If we go the other way, atoms are made up of protons, electrons and neutrons. If we separate atoms into their components, only the neutrons will show a shorter life expectancy outside the atom composite; neutron decay. The proton and electron continue to exist for billions of years; longer than atoms. If we release the quarks from the proton, all their life expectancies become very brief. Why?
t would be like building a stone wall with field stones. If we knock out any stone from the composite wall, that stone will disappear almost immediately.
If we could add it back before it disappears, it can last for centuries in the walls or until the wall falls. Years ago, I pondered this question, and would like to present two possible explanations. The first explanation is connected to time dilation. Protons were formed at a time when the universe was denser, and had higher gravity and average GR affects. The quarks existed then and had the same life brief expectancy as they do now. However, at that time they were highly time dilated due to GR, when they formed the proton. This time dilation was retained inside the composite. Once you break the composite, the time dilation is lost, and their clocks speed up. Another explanation is that the energy that particle colliders add, to split a proton, adds energy to the quarks and alters their phase, such that what we see are not the same quarks states as in a low energy protons. At the very least, we add relativistic mass and EM energy, due to high velocity in magnetic fields, which then adds something to the composite not found in protons at ambient conditions. We end up with unstable sub particles.
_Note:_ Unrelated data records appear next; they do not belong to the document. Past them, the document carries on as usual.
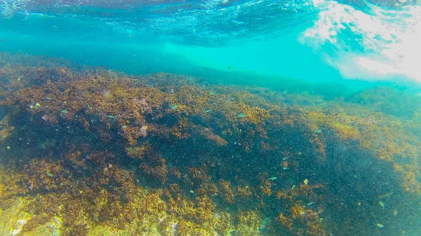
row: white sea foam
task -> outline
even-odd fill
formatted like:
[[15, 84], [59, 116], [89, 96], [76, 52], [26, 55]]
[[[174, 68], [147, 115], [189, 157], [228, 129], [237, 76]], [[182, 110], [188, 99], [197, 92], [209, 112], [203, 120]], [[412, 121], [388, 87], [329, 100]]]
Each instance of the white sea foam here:
[[386, 10], [369, 5], [363, 12], [336, 1], [313, 1], [319, 19], [300, 42], [321, 53], [343, 77], [421, 81], [421, 6]]

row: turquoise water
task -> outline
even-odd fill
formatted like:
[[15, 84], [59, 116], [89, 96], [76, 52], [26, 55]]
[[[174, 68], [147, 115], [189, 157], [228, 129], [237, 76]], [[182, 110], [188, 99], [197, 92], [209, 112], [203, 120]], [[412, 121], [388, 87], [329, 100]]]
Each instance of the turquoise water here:
[[0, 0], [0, 235], [418, 235], [420, 42], [417, 0]]
[[413, 85], [420, 6], [375, 4], [3, 1], [0, 50], [135, 74], [213, 69]]

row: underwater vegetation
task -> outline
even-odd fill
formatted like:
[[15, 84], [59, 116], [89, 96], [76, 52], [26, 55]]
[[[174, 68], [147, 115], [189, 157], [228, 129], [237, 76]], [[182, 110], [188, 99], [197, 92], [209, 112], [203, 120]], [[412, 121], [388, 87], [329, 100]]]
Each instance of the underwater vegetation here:
[[415, 235], [421, 110], [379, 91], [1, 54], [0, 235]]

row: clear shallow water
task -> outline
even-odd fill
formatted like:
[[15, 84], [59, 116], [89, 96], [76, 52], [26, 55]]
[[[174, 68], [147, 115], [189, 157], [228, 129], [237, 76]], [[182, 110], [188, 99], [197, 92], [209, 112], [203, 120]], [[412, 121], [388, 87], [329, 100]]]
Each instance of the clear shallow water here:
[[2, 50], [133, 73], [229, 67], [313, 81], [421, 80], [413, 1], [3, 1], [0, 10]]
[[[0, 228], [11, 229], [0, 232], [421, 232], [417, 1], [2, 1], [0, 11]], [[179, 76], [126, 79], [157, 72]]]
Imagine breaking a pane of glass. Then your instructor tells you that the fragments of that breakage, can not be called glass, because now, the fragments weight differently and have a different size and shape, than the whole pane.And since the fragments weight differently, the fragments are different materials than the original pane. So, each fragment gets a new name.This is what Cern does. Complete waste of time.
Modern science believes that because the proton is more massive, that it is larger than an electron.
If you charge up, and contract down, electrons to the same energy levels and collide them, you will get 3 inverted quark fragments.
Everything there is, is combinations of charge.